Aviva Zacks of Safety Detectives sat down with Jason Dettbarn, Founder and CEO of Addigy. He told her about his company’s marriage between its customer success team and its engineering team and how that keeps Addigy’s retention rates high.
Safety Detectives: What motivated you to found Addigy?
Jason Dettbarn: I’m an engineer by trade with a Master of Computer Science. I moved into the IT world at a company called Computer Associates, which used big enterprise software. Then, I worked for Kaseya, which was building disruptive technologies with an easy-to-use platform, but 8 years later was still predominantly on-premise and almost solely focused on PCs. No one was focusing on Apple other than one incumbent company called Jamf, which has on-premise software as well. So, there was a real market to provide Apple capabilities in a more turnkey, robust, and secure way.
When we started Addigy in 2014, there was a moniker that Apple devices were bulletproof and didn’t get viruses. That’s changed a lot, especially this past year with some really powerful novel attacks. One of the reasons I believe Apple has been forgotten about by Black Hat Security is because there’s not as much volume out there, but there are critical attacks taking place. I always say every C-suite has Apple devices and they’re usually not managed, which is a huge security issue.
Apple is selling a tremendous number of devices and that number continues to grow at a very fast pace. However, the vendor market to provide security for organizations is not fully there. Virus software doesn’t put much emphasis on the Mac platform community.
SD: Why would someone need your product?
JD: When a user gets an Apple computer, they need to configure and set up everything themselves. This isn’t ideal from network security or compliance standpoint. When an organization leverages Addigy and a user sits down in front of their computer and opens it up for the first time, they’re able to log in with their company credentials, and everything is provisioned out-of-the-box, without anyone touching it besides Addigy. So, all the software configurations and policies, everything the user needs, and all the ongoing management of patching, security, remote management capabilities for support… Addigy provides that full suite of capabilities that IT teams have always used for PCs, but in the past hasn’t been there for Apple.

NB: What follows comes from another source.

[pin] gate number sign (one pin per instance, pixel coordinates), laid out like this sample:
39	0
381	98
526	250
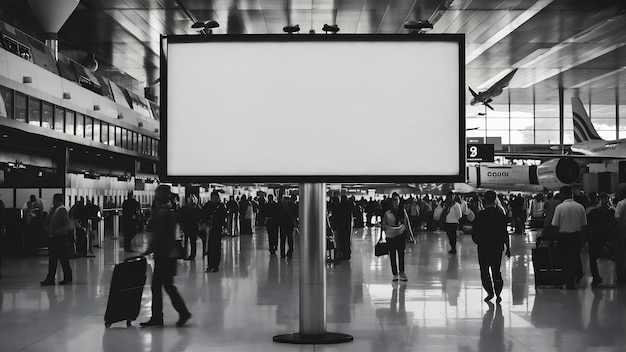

SD: What types of customers does your company service?
JD: We work with four different markets:
- Education and non-profits: Some of the largest churches, non-profit organizations, universities, and school districts use Addigy.
- IT service providers: These IT companies manage the IT needs of many different small to medium-sized businesses.
- Tech companies: They are predominantly Mac users, and they use Addigy to manage things like Wix.
- Enterprise: Every enterprise has at least 15 percent Macs in their company, and they’re not being managed. We like to help them lay that foundation so they can begin to provide employees a choice between a Mac or a PC. When this happens, we see that oftentimes employees will choose the Mac. It’s very transformative for a company.
SD: Why do your customers love your product?
JD: We have competitors, but our retention rates are the highest in the industry. We believe it’s because of the marriage between our customer success team and our engineering team. As we help our customers and learn what’s happening in the field, we feed that back into our products at such a fast pace that we can evolve the product, fix issues, and continue to innovate very quickly.
We find that other software companies just can’t act that quickly. They put out software releases every six months. Customers are given the option to upgrade. Many do, but many others do not, so the software company is forced to maintain 10 years of different versions in the field. So, while cloud is out there for everybody, it’s not used exclusively in the IT space. For us, being a true cloud company and marrying success and engineering is really the key.
SD: What do you think are the worst cyberthreats today especially in light of the pandemic?
JD: Companies are ignoring Apple devices in their organizations, and you can’t ignore their threat vector. Additionally, the on-premise world gets away with a lot. When you take that on-premise software and put it behind your firewall, you feel a little more comfortable because you have control of it. It’s the impact of security through obscurity, but companies aren’t moving fast enough to stay ahead of security. It’s a different world. On the cloud side, when you put things up publicly, when there are bug bounty programs that people can use to try and attack vectors, you’re evolving the security at a very fast pace. So, the problem, I think, is that people are not moving quickly enough to update the foundation that they know they need for their IT tools.